Detox skeptics might feel a little "triggered" by that last claim since the kidneys and liver purify the blood, not medicine or supplements, but again valid health benefits and accurate use of updated models and terms are two separate issues.  According to that WebMD source turmeric is shown through research evidence to lower triglyceride levels and possibly reduce cholesterol, qualified as follows:

Turmeric seems to lower levels of blood fats called triglycerides. The effects of turmeric on cholesterol levels are conflicting. There are many different turmeric products available. It is not known which ones work best.

Not a strong endorsement, that middle part, but then this is passing on multiple sources of research evidence for study still in progress as a very short summary, and "findings conflict" would be a natural result.

Post-script; trying to apply all that

This has always been the part that's a problem for me; how to apply that information.  That plant background database looks great, quite solid as such content goes, but it doesn't seem like it would work well to scan through that and know what herbs to use for treatment or preventative purposes.  You could try, but it seems limited and not designed for that.
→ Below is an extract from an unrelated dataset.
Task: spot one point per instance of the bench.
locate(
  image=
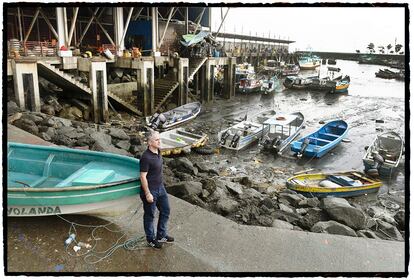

I've talked to a couple of people trained in the use of herbs as both (herbalists?) and of course their recommendation is to go to someone with similar training and get consultation input.  I'm usually skeptical when answers inevitably turn to "just pay me" but in this case there aren't many good options.  Progressive-minded health enthusiasts (odd putting that in any phrasing) tend to pick and mix what they want to buy into, from a broad range of sources, the herbal health equivalent of salad bar faith.  Maybe that works. 

I didn't get around to talking to her but Leina‘ala Bright seems to work in a similar capacity in the Waimanalo Health Center I'd mentioned (although I really don't know her duties or their range of services).  Some input in a reference they passed on from her research at UH adds more about why turmeric probably really does live up to at least some of the claims:

That source includes a reference of her as a researcher and "Cultural Practitioner of Lomilomi, Lā‘au Lapa‘au;" that works.

Incorporating use of tisanes might work better than one might expect for the same reason tea is almost certainly living up to a lot of it's variously grounded cited benefits:  if you replace soda with tea you are at least eliminating a negative with a neutral input, even if not a positive one, and some of the component benefits are probably real.  Anyone replacing boba tea--powdered, artificially flavored, heavily sweetened, products containing powdered milk or other fats and thickeners--with real tea is taking a similar step.

I recently had an opportunity to use this herbal tisane more directly, when I picked up a stomach problem from my kids and threw up a few times.  I was wary of drinking even water because not long before I'd seen my daughter try to drink water with the same condition and it didn't work out.  I drank a mug of this tisane (related to some of this research saying one herb calms an upset stomach), and my stomach did feel much better, and then I was able to handle another small glass of electrolyte solution. 

the morning Kalani was sick; I think positive outlook alone helps a lot

I'd love to be able to incorporate herbs and other tisanes in a way that makes more sense over the long term but at least making that start into useful application was nice.